Bill sentiu-se um pouco fraco ao sair
da carruagem expondo-se á luz do dia. Ouviu os comentários das pessoas ao
verem-no sair da carruagem, pois apenas saía ao fim do dia, nunca sabendo o que
o conde fazia. Mas a verdade, era que Bill dormia durante o dia e apenas andava
de noite, escolhendo uma vítima para sugar o seu sangue. Ele sabia que não era
nenhum Deus para decidir quem morria ou quem devia morrer, mas ele apenas se alimentava
dos humanos que tinham actos desumanos, que eram autênticos animais de caça á
procura de uma mulher inofensiva para violar. Não se considerava nenhum herói,
odiava profundamente ter que matar para sobreviver.
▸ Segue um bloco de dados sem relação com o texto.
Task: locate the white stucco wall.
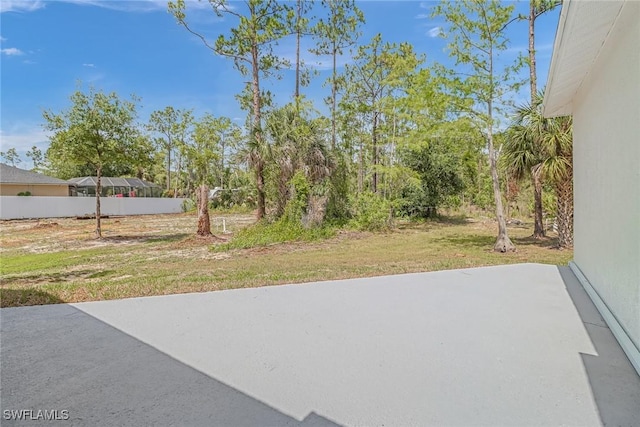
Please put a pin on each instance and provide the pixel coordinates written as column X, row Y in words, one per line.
column 606, row 114
column 14, row 207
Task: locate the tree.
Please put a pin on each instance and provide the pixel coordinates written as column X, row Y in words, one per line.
column 544, row 146
column 203, row 155
column 439, row 178
column 334, row 34
column 98, row 128
column 11, row 156
column 377, row 70
column 37, row 158
column 536, row 9
column 477, row 38
column 173, row 127
column 249, row 45
column 299, row 147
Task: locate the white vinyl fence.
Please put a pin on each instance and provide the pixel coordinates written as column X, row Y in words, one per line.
column 16, row 207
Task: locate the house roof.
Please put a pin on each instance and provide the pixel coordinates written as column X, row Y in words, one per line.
column 13, row 175
column 106, row 181
column 583, row 30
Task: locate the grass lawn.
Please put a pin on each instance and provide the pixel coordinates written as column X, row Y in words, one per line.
column 58, row 261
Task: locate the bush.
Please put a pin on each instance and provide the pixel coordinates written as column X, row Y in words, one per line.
column 281, row 231
column 370, row 212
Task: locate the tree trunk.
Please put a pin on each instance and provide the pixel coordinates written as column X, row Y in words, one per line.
column 532, row 52
column 202, row 199
column 361, row 168
column 169, row 169
column 98, row 191
column 503, row 243
column 564, row 193
column 538, row 226
column 374, row 142
column 334, row 91
column 298, row 17
column 257, row 132
column 261, row 195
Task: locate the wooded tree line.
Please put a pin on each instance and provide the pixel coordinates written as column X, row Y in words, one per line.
column 401, row 137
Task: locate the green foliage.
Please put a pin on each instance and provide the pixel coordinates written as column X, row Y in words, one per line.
column 370, row 212
column 283, row 230
column 438, row 179
column 97, row 130
column 11, row 157
column 297, row 205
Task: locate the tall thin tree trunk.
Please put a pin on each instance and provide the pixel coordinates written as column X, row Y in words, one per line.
column 532, row 52
column 98, row 191
column 374, row 143
column 503, row 243
column 334, row 92
column 257, row 134
column 538, row 226
column 202, row 199
column 298, row 17
column 564, row 193
column 169, row 169
column 361, row 168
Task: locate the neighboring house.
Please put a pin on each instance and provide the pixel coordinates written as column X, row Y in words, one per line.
column 116, row 187
column 14, row 181
column 595, row 76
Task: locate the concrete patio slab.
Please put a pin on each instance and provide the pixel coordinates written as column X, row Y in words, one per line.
column 509, row 345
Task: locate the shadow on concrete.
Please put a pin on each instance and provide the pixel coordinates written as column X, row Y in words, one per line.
column 24, row 297
column 615, row 384
column 60, row 358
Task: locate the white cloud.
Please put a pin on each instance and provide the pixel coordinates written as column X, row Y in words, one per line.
column 23, row 138
column 137, row 6
column 20, row 5
column 11, row 51
column 434, row 32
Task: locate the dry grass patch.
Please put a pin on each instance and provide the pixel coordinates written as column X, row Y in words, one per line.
column 59, row 261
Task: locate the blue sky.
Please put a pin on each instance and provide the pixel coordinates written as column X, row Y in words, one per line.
column 136, row 47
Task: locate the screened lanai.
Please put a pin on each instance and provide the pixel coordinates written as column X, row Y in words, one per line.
column 115, row 187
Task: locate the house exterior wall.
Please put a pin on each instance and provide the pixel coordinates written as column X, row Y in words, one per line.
column 15, row 207
column 34, row 189
column 606, row 114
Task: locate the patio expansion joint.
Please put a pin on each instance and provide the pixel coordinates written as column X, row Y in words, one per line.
column 596, row 324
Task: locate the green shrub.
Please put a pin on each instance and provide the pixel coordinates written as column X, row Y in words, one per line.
column 264, row 234
column 370, row 212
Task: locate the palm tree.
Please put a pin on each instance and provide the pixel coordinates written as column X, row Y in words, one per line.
column 543, row 148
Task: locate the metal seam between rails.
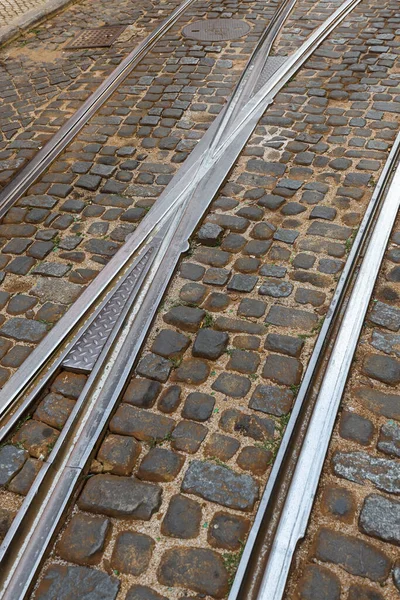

Bill andou pela cidade, ouvindo os
sussurros das pessoas na esperança de saber em que parte da cidade se
encontrava. Porém, não teve que fazer esforço nenhum, pois ouviu a sua doce voz
a metros de distância. E ela falava com uma criança.
- Para mim? – Ela falava sorrindo. A
criança tinha oferecido uma tulipa branca. Nicole cheirou-a e sorriu para ele. –
Muito obrigada!
Ela levantou-se da calçada e começou
a caminhar. Mas Bill aproximou-se e disse:
- Recebeu a pobre flor esta manhã?
Como sempre, Bill ouviu o seu coração
bater freneticamente sempre que estava por perto, a sua pele ficou arrepiada e
depois ela o encarou com aqueles olhos azuis.
- Foi muito atencioso da sua parte,
mas não percebi porque era uma pobre flor senhor conde.
- Oras, uma rosa não chega á beleza
de tal mulher… - Respondeu olhando fundo naqueles olhos, fazendo com que Nicole
ficasse presa no olhar.
- Pois fique a saber que uma rosa não
se compara á beleza de uma mulher, mas á sensibilidade que tal flor pode fazer
numa mulher…
Bill adorava as respostas sábias
daquela mulher, de certeza que se dedicava a ler e a compreender tais problemas
e dilemas que uma sociedade conservadora considerava tabu. Nicole o fascinava,
e demais.
Bill beijou a mão dela, e ouviu um
suspiro baixo sair da boca dela…
- Eu vim fazer-lhe um convite, para
lhe compensar a minha intromissão de ontem.
Nicole olhou-o curiosa, mas logo
depois sentiu-se fraca, há dias que aquela situação se arrastava, e agora
sentia-se febril, com vontade de dormir.
- Quereis acompanhar-me hoje á noite
ao museu novo que abriu do outro lado da cidade? De certeza que poderemos
discutir mais sobre os expressionistas que tanto elogia…
Nicole sentiu-se tentada, afinal
estava ansiosa para conhecer o novo museu, e tinha gostado de partilhar algumas
palavras com o conde, mas o seu estado não lhe permitia.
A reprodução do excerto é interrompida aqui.